My sleep was sporadic last night, so when I woke this morning, I almost started to panic again. I feel trapped in my bed, like my arms and legs are tied down and there is no way out.  It takes every ounce of effort to try and calm myself down long enough to focus on my right arm. I suck in a deep breath and try to will my brain into making my right arm move. I've never had to conscientiously make any part of my body move before, but here I am, staring at my right arm and telling it to move. Oh, thank God, I exhale when my arm lifts up off the bed slightly and my elbow bends. Hesitation stops me from turning to my left arm, and I feel a chocking lump form in the back of my throat.

Thoughts of my left side not moving start to flood my mind and my breathing picks up again. I feel like my whole body is shaking inside, even though I can see it isn't. I don't know what's happening to me. It's like half of my body is dead and the sensations I can feel are freaking me out. My heart is going to bolt from my chest at any moment. I need someone to squeeze me...I need Emma to hug me tightly and not let go. Damnit! This is too much!

Just as I'm about to yell for help, Charlotte walks in.

"Good morning Levi," she says with a perfectly calm voice.

Her smile is so genuine, it lights up her beautiful face. I start to release some of the panic that was building inside me from just her presence here. How does she do that?

She must've caught my panic-stricken face when she entered the room because she picks up her pace as she makes her way over to me and grabs my hand and bicep.  Yes! Keep doing that, my other arm too, and my body. Hold me so it doesn't feel like my arms and legs are falling off. Fuck! Where's Emma?

"Are you ok? Are you in any pain?" She asks me. I can't tell her I want her to embrace me, she'll think I'm crazy and it wouldn't be appropriate.

" I... I didn't sleep well," I respond instead. I don't know how to explain to her that it's not the pain that's bothering me. There are no words to accurately describe what is happening to me.

"I brought you your breakfast. Emma called to say she's coming in early, so I thought she could help you this morning?" Her thoughtful multi-colored eyes are peering into mine, waiting for me to say something. Emma better hurry up.

"Thank you," is all I muster.

Charlotte sets up the food tray in front of me and says, "I will be back a little later, I have a few other people I have to see this morning." No, don't leave. I don't want to be alone, I don't want to be in this bed, I don't want to be paralyzed.

And like a paranoid idiot, I frantically ask, "When do you think you'll be back?"

My chest feels tight and my voice is shaky. I know I must look desperate, but I need her to stay, I need the calm feeling she brings into my room.

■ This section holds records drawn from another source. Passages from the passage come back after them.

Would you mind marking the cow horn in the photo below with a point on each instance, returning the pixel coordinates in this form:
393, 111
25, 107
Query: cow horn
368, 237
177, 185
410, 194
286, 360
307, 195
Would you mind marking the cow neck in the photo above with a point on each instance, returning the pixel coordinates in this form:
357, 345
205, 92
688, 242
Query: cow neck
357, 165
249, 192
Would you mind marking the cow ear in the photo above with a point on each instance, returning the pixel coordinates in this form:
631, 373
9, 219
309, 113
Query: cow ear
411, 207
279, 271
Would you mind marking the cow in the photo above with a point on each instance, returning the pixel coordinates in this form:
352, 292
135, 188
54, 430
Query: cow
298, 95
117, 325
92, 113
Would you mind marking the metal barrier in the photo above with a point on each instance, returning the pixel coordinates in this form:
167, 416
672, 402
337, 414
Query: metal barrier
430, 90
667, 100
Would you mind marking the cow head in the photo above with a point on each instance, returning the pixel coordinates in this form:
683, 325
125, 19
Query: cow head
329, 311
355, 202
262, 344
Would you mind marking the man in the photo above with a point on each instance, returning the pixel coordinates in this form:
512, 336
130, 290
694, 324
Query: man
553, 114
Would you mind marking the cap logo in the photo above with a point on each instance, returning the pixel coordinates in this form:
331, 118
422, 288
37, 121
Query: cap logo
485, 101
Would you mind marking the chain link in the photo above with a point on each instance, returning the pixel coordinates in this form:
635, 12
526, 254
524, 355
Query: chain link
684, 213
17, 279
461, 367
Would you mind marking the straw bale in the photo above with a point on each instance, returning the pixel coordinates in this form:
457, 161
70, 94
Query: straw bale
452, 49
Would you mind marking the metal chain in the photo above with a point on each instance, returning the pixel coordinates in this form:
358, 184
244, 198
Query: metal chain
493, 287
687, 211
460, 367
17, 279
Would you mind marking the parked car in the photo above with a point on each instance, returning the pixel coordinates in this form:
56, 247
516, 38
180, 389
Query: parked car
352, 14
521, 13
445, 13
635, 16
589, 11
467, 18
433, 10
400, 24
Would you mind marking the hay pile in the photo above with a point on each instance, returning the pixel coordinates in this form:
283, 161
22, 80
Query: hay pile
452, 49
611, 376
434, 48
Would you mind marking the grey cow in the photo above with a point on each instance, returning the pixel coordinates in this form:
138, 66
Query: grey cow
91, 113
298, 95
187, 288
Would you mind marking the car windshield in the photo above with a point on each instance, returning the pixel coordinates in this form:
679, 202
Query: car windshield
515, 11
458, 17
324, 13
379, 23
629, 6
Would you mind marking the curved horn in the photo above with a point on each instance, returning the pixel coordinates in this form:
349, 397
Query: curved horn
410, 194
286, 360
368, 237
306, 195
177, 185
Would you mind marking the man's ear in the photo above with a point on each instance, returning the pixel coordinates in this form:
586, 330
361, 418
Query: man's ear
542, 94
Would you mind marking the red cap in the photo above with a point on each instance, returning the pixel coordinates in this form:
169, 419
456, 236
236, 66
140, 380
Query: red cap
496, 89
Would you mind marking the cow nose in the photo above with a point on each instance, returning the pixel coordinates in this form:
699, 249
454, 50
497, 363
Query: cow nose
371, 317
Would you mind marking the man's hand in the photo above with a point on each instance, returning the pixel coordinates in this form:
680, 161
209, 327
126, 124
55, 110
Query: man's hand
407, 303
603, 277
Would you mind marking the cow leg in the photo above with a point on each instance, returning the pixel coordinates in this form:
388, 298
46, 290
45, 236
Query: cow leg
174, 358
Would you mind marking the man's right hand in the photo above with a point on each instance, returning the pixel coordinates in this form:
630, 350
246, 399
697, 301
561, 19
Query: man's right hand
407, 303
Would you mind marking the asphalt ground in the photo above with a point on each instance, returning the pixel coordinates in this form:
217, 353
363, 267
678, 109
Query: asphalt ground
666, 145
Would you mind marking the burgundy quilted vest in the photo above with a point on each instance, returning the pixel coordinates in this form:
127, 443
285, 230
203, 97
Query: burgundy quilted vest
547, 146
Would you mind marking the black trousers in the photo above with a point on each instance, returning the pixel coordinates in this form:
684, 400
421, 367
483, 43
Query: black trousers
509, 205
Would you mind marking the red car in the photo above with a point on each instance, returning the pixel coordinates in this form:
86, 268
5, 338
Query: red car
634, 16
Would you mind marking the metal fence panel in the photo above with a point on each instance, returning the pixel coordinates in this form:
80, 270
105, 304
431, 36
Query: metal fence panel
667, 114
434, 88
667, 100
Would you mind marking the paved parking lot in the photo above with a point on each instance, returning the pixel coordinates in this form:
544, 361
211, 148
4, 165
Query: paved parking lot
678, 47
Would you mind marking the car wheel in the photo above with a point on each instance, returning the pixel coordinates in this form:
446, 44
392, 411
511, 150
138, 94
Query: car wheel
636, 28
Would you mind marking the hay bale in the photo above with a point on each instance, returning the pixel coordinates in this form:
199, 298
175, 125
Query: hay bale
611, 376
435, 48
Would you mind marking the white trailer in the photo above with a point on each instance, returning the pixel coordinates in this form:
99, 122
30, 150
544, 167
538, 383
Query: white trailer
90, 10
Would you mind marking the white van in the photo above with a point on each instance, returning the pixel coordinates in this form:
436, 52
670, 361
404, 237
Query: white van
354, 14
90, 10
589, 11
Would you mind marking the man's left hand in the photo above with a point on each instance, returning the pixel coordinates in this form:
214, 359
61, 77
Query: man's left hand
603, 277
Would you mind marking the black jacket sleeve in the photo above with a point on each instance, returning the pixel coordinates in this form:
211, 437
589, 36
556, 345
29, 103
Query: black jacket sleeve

She firmly places her hand on my right shoulder as if she knows applying pressure seems to help me, although I need much more than that to fix what's going on with my body. Her reassuring words lightly flow from her mouth, "I promise I will see you again by lunch time."

I watch Charlotte start to leave my room only to hear her voice again, this time she's speaking to Emma right outside my door.

Why is Emma just standing at my door? How long has she been standing there? She needs to be in here with me, I need her more than ever now.

Emma finally walks in, cautiously assessing her surroundings, eying me up and down. Charlotte is guiding her further into my room. She's walking too slow, like she is afraid of something. Why is she acting like this, she's normally confident and demanding, today she's anything but. I'm happy she's here, but I don't like seeing her timid like this. Her solemn mood is already killing me. Get in here and wrap your arms around me!